Sounce is a service I worked on with Guillaume Dousset, an engineering student, during my last year of Master’s degree in Tangible Interfaces at l’Ecole de design Nantes Atlantique and as part of my double diploma in Innovative Services with Polytech Nantes, engineering school.
I worked on all the UX and service design part and Guillaume Dousset worked on the technical aspects of the project.
For this project, we chose to work on a solution for visually impaired persons in art museums. We wanted to focus on an experience which would allow visually impaired persons to have a sensory feedback and which could be easily expandable through various types of visual artworks.
I had the chance to meet various actors taking part in museography to understand the different paradigms museums face, but also visually impaired persons interested in the project who gave us the chance to test our prototypes.
Sounce is a service which allows the user to hear in binaural sound the colours and contrasts of artworks in museums through an app.
We worked iteratively on this project to confront our prototypes to users in order to understand better their needs and expectations.

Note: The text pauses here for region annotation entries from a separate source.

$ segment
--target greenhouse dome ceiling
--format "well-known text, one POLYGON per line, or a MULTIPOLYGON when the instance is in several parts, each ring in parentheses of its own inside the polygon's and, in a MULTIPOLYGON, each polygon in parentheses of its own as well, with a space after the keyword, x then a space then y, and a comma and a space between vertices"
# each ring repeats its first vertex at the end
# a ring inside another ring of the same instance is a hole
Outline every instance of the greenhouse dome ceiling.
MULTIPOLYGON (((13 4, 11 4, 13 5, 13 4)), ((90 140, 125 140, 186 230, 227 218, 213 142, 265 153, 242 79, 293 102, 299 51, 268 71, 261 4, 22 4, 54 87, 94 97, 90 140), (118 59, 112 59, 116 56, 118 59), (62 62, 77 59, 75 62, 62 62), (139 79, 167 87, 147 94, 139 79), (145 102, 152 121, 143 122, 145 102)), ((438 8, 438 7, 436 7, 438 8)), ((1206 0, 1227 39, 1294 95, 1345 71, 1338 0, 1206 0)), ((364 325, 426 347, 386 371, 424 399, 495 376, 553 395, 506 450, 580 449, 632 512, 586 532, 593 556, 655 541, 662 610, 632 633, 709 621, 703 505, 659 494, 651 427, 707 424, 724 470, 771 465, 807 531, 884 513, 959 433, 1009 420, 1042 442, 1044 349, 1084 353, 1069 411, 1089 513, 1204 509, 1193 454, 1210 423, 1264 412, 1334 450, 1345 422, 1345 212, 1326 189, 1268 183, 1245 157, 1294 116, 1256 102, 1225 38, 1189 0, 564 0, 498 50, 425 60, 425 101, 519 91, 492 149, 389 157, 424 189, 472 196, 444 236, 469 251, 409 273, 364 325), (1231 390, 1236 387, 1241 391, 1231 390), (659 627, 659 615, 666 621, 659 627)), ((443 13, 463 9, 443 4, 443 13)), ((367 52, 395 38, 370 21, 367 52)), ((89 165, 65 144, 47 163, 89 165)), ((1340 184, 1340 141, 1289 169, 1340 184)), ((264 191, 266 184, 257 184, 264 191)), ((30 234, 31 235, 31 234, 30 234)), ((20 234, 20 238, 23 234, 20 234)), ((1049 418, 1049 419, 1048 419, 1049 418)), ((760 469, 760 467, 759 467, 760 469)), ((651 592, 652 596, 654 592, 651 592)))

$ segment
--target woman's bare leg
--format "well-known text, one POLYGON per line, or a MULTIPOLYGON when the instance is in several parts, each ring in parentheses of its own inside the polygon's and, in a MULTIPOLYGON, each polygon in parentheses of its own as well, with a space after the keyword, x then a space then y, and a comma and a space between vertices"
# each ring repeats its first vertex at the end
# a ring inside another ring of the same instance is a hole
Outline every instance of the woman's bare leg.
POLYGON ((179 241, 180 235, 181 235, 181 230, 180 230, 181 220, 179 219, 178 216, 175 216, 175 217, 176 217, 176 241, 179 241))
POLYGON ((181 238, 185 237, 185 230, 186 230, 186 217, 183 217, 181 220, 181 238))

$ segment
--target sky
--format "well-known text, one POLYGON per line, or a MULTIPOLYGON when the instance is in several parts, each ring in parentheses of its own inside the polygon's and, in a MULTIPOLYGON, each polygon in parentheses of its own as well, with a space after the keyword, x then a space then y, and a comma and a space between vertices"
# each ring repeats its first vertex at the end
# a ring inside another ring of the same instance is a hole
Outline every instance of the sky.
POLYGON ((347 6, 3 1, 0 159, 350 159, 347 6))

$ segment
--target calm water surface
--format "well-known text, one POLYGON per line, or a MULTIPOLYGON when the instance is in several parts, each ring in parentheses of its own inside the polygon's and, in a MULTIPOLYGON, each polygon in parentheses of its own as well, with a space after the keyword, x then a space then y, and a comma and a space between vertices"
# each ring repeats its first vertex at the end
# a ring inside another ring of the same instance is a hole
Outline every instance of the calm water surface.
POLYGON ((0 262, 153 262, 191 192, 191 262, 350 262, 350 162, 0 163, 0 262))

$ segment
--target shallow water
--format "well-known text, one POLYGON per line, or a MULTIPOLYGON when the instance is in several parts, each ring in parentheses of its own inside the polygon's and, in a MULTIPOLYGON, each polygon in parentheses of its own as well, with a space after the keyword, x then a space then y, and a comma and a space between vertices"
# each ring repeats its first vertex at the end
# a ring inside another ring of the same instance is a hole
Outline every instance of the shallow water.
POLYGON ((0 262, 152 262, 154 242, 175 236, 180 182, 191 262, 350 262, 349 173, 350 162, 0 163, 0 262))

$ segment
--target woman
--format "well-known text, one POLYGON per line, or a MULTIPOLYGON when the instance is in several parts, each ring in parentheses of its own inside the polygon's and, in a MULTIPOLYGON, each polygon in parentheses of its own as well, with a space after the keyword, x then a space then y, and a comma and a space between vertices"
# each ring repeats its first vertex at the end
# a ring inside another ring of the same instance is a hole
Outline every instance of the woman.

It allowed us to understand early in the process that the part visually impaired persons were missing was the experience of colours and contrasts since they could still understand the topics of the artworks through explanations.
We developed an algorithm which allowed us to define clearly the different areas of contrasts of an artwork automatically and define which kind of contrasts were involved based on Itten researches.
Through the iterations we also defined which sounds were belonging to certain contrasts or colours and how many sounds trained users as visually impaired persons could hear at once and detect spatially.
The final service we created is almost fully automated, which makes it easy to deploy in different kinds of museums and also allows the users to customize the sounds belonging to any kind of contrasts via an ID.
We also designed a basic interface which is though “hearing first” but which is also usable on a “vision mode” for persons who are not visually impaired but interested in adding another layer of sensation to visual artwork.